Die Tour-Bilanz der Franzosen

Wer erlöst die Grande Nation? Und wann?

Von Aus Espelette von David Geisbüsch

Foto zu dem Text "Wer erlöst die Grande Nation? Und wann?"
Romain Bardet (AG2R, re.) blieb in diesem Jahr bei der Tour hinter den hohen Erwartungen zurück. | Foto: Cor Vos

29.07.2018  |  (rsn) - Espelette. Es war am 21. Juli 1985, als sich Bernard Hinault in Paris zum fünften und letzten Mal zum Sieger der Tour de France gekrönt wurde. Damals, vor 33 Jahren, ahnte wohl niemand, dass ihm, dem Dachs aus Yffiniac, bis zum heutigen Tag kein Landsmann folgen würde. Es ist ein wahres Dilemma aus Sicht der Franzosen.

Jean-Christophe Peraud (AG2R) im Jahr 2014 und Romain Bardet (AG2R) 2016 schnupperten in jüngster Vergangenheit als jeweils Zweitplatzierte an der nationalen Heiligsprechung - wenn auch mit einem gewissen zeitlichen Respektabstand. Und ehrlich gesagt: Ein möglicher französischer Tour-Sieger ist derzeit nicht in Sicht.

Doch auf den zweiten Blick war es für die alljährlichen Gastgeber des bedeutendsten Radrennens der Welt eine zufriedenstellende Tour.
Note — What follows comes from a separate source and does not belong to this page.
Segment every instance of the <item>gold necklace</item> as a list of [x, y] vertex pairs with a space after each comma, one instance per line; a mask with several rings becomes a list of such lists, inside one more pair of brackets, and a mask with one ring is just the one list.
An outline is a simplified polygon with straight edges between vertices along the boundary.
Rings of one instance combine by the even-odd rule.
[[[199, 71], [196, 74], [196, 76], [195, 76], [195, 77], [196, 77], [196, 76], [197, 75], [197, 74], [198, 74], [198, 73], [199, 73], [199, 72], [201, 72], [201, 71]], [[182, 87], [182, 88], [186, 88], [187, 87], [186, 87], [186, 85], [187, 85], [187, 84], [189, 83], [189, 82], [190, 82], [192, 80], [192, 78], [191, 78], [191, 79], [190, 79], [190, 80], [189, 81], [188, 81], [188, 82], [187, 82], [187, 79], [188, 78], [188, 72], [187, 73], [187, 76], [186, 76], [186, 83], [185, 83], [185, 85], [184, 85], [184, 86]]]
In die Geschichte der 105. Auflage gehen zwei Etappensiege von Julian Alaphilippe (Quick-Stepp Floors) ein, der sich zudem - und damit war vor drei Wochen nun wirklich nicht zu rechnen - auch noch mit dem Trikot des Bergkönigs selbst beschenkte. Zudem stehen ein Sprintsieg von Arnaud Démare (Groupama-FDJ) zu Buche sowie das Weiße Trikots für seinen Teamkollegen Pierre-Roger Latour auf der Habenseite.
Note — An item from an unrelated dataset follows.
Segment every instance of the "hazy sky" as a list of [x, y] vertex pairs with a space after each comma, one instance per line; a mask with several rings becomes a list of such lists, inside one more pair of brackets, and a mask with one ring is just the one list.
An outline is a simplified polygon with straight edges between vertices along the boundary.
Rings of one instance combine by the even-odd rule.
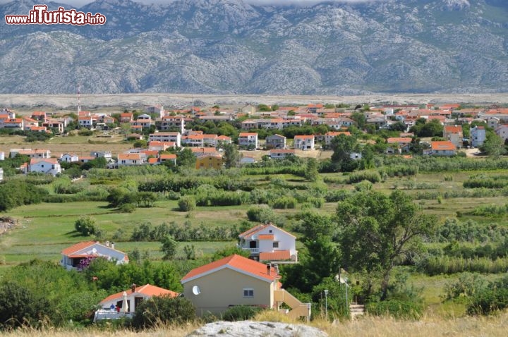
[[[55, 2], [59, 2], [61, 4], [66, 4], [71, 6], [74, 7], [79, 7], [80, 6], [83, 6], [84, 4], [93, 2], [92, 0], [53, 0]], [[173, 2], [176, 0], [133, 0], [135, 2], [141, 2], [143, 4], [164, 4], [164, 3], [169, 3], [169, 2]], [[319, 2], [325, 2], [326, 1], [329, 1], [330, 0], [243, 0], [245, 2], [247, 2], [248, 4], [315, 4]], [[368, 2], [369, 1], [380, 1], [380, 0], [332, 0], [335, 2]], [[5, 4], [7, 2], [11, 2], [12, 0], [0, 0], [0, 4]], [[40, 1], [41, 4], [44, 4], [45, 2], [49, 2], [49, 1], [44, 1], [44, 0], [42, 0]]]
Doch die Grande Nation lechzt förmlich nach einem neuen Hinault. Thierry Bourguignon, der selbst von 1991 bis 1999 sieben Mal die Tour bestritt und sie auch sieben Mal beendete, zettelte bereits die Diskussion an, ob nicht Alaphilippe die Sieglosserie beenden könnte: „In fünf oder sechs Jahren könnte er ein ausgereifter Rundfahrer sein.“ Aussagen wie diese treiben Cyril Guimard, den einstigen Sportlichen Leiter von Hinault, die Zornesröte ins Gesicht: „Dann ist er 32 Jahre alt. Was soll das? Er soll weiter die Klassiker gewinnen. Er kann ein schönes Palmarès erreichen.“ Alaphilippe wird sich wie auch sein luxemburgischer Teamkollege Bob Jungels entscheiden müssen, welchen Weg er in Zukunft gehen will.
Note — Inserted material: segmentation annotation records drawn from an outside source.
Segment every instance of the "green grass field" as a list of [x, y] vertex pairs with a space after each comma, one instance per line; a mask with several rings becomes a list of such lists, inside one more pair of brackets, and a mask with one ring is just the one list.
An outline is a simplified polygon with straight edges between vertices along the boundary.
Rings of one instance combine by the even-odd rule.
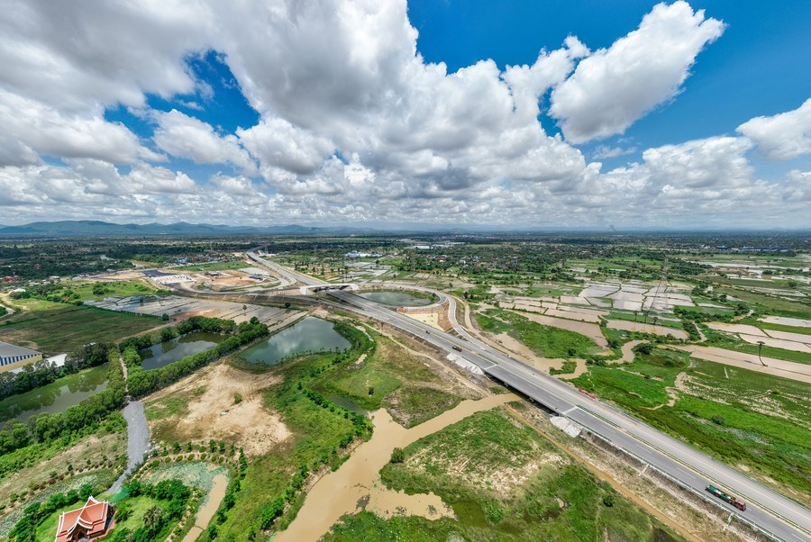
[[482, 330], [506, 332], [544, 357], [582, 357], [601, 351], [585, 335], [537, 324], [509, 311], [491, 309], [485, 314], [476, 313], [475, 317]]
[[321, 379], [316, 389], [324, 394], [345, 397], [367, 411], [385, 407], [407, 427], [459, 403], [461, 398], [424, 385], [437, 384], [441, 380], [418, 357], [383, 335], [369, 333], [377, 347], [363, 364], [347, 365]]
[[[670, 361], [669, 361], [670, 360]], [[759, 481], [811, 502], [806, 384], [660, 350], [621, 366], [592, 366], [572, 383]], [[688, 393], [667, 406], [684, 371]], [[766, 476], [772, 479], [770, 482]]]
[[96, 283], [75, 282], [66, 283], [65, 290], [71, 290], [79, 295], [82, 301], [101, 301], [105, 297], [132, 297], [149, 295], [158, 292], [152, 285], [143, 280], [121, 280], [101, 283], [105, 286], [105, 294], [93, 294], [93, 286]]
[[[298, 382], [313, 381], [310, 375], [315, 367], [330, 366], [333, 357], [332, 354], [308, 356], [287, 362], [283, 373], [281, 369], [274, 369], [283, 375], [284, 381], [265, 392], [265, 402], [279, 412], [293, 436], [283, 447], [251, 459], [237, 503], [220, 528], [223, 538], [230, 533], [243, 536], [256, 521], [262, 507], [284, 493], [290, 477], [300, 466], [313, 468], [320, 462], [339, 464], [340, 458], [333, 451], [340, 449], [341, 438], [351, 432], [351, 421], [340, 412], [317, 406], [297, 389]], [[299, 494], [293, 502], [293, 510], [279, 522], [289, 521], [302, 502]]]
[[95, 307], [25, 299], [30, 310], [0, 324], [0, 340], [32, 348], [46, 355], [70, 352], [90, 342], [114, 341], [159, 326], [157, 318]]
[[[381, 471], [384, 483], [433, 492], [458, 519], [361, 511], [344, 516], [324, 540], [680, 539], [504, 411], [474, 414], [406, 452], [405, 463]], [[492, 483], [494, 473], [510, 487]]]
Vor einer ungewissen Zukunft steht auch Warren Barguil (Fortuneo-Samsic). Im Vorjahr noch der Liebling der Nation, stahl ihm in diesem Sommer Alaphilippe am Berg regelmäßig die Show. Guimard meinte sarkastisch: „Er hat im vergangenen Winter geheiratet und vielleicht etwas weniger gearbeitet. Wenn du Rennen gewinnen willst, dann darfst du eben nicht heiraten.“

Immerhin: Neben dem Bergtrikot bleibt auch das Trikot des besten Nachwuchsfahrers in Frankreich. Pierre-Roger Latour (AG2R), der am Samstag ein ordentliches Zeitfahren ablieferte, hatten nicht viele an oberster Stelle auf dem Zettel. Landsmann Guillaume Martin (Wanty-Gróupe Gobert), am Start in Noirmoutier noch höher eingestuft, konnte die in ihn gesetzten Hoffnungen nicht erfüllen. Aber mal ehrlich: Trauen Sie einem dieser beiden in Zukunft einen Gesamtsieg bei der Grand Boucle zu? Und wenn Egan Bernal (Sky) nicht gefühlte 3000 der 3351 Kilometer an der Seite von Chris Froome absolviert hätte, dann würde wohl der junge Kolumbianer in Weiß auf die Champs-Élysées einbiegen…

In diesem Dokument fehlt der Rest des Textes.